[Ed. – Now that we have arrived at this point, what are the American people and its leaders in Congress prepared to do?]
It wasn’t supposed to be like this.
Less than two years after voters gave President Barack Obama a strong mandate for a second term, the White House is struggling against perceptions that it is losing its grip.
At home, the bungled rollout of the Obamacare website and the shocking revelations about an entrenched culture of incompetence and fraud in the VA have undercut faith in the President’s managerial competency.
Abroad, a surging Russia, an aggressive China, a war torn Middle East and a resurgent terror network are putting his foreign policy credentials to the test. With the GOP hoping to seize control of the Senate in November’s midterm elections, and the inevitable decline in presidential power that occurs as second term presidents move toward lame-duck status, Obama risks being sidelined and marginalized for the remaining two years of his term.
Last week’s tempest over the Bergdahl exchange seemed to roll all the President’s troubles together into a single storm.
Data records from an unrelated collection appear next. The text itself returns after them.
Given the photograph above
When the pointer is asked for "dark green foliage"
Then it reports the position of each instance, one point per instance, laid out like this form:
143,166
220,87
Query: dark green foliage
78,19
The decision to free five Taliban fighters from Guantanamo in exchange for an American soldier with a complicated past energized the President’s opponents, befuddled and angered important Congressional allies, and renewed questions about the political instincts of the President and his closest aides. The White House apparently thought that the release would be a moment of national unity and celebration and arranged for Sgt. Bergdahl’s parents to meet Obama in a highly publicized Rose Garden ceremony that now looks like a huge political blunder.